Creating the Learning Plumber image using GPT-4o
I recently realized how detailed the prompt needs to be for GPT to generate good quality images.
Here’ the prompt I gave GPT-4o for the title image:
"I would like to generate an image for my new blog named "The learning plumber". The name was inspired by the following reasons:
""" 1. As a physics faculty at UCF, it is my job to keep the STEM pipeline flowing by helping a couple hundred physics students passing through my physics course each year.
2. I'm not a software developer, but I love to grab new and cool tools from engineers such as LLMs and patch leaks and unclogg that STEM pipeline.
3. I have a lovely wife and two lovely daughters....I'm destined to be THE PLUMBER in our house for the rest of my life!!! """
I want this figure to be a 2-D, cartnoon-ish depiction of a cool, tech savvy plumber working with tools on pipes, but what flows through the pipes are knowledge of math and physics, and students.
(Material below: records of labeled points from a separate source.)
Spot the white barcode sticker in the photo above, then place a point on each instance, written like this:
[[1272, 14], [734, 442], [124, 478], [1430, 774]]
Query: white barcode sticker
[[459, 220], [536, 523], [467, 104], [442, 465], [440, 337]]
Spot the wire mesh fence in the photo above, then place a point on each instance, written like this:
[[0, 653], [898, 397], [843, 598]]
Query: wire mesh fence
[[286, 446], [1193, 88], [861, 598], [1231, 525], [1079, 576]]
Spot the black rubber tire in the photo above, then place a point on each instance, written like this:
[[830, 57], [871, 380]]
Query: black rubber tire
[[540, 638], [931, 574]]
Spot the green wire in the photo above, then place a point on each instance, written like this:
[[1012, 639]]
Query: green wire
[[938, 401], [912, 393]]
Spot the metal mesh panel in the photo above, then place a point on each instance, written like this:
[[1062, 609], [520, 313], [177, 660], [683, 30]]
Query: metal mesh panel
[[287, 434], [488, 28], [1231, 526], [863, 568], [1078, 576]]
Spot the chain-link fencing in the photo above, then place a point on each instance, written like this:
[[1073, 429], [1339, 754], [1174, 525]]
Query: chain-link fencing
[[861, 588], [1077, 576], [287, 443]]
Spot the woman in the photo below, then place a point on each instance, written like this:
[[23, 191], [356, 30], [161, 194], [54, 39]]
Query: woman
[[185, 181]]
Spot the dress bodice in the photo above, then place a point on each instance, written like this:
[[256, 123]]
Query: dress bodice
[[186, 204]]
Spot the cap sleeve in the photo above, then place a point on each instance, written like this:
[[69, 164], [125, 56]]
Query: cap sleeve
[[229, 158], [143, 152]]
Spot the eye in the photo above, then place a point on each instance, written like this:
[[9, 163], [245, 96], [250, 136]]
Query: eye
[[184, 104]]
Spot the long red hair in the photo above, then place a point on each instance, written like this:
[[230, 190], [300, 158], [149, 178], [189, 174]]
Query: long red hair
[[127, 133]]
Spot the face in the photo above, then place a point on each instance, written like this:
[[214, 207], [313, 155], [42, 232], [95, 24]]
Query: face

One of the tools that the plumber is using is generative AI and LLMs. "
This result is this image:
This is quite a bit improvement over this older version which I simply told it to “genrate an image for a blog named “the Learning Plumber”.”.
However, none of the letters/words on this image makes any sense. This is a very obvious drawback of LLM generated images: a mix of image and non-image objects (such as text). Image generator should be couples with text/symbol generators, and I think it would be possible to train an LLM to place text on appropriate locations so that the output best represents the intended visual effect.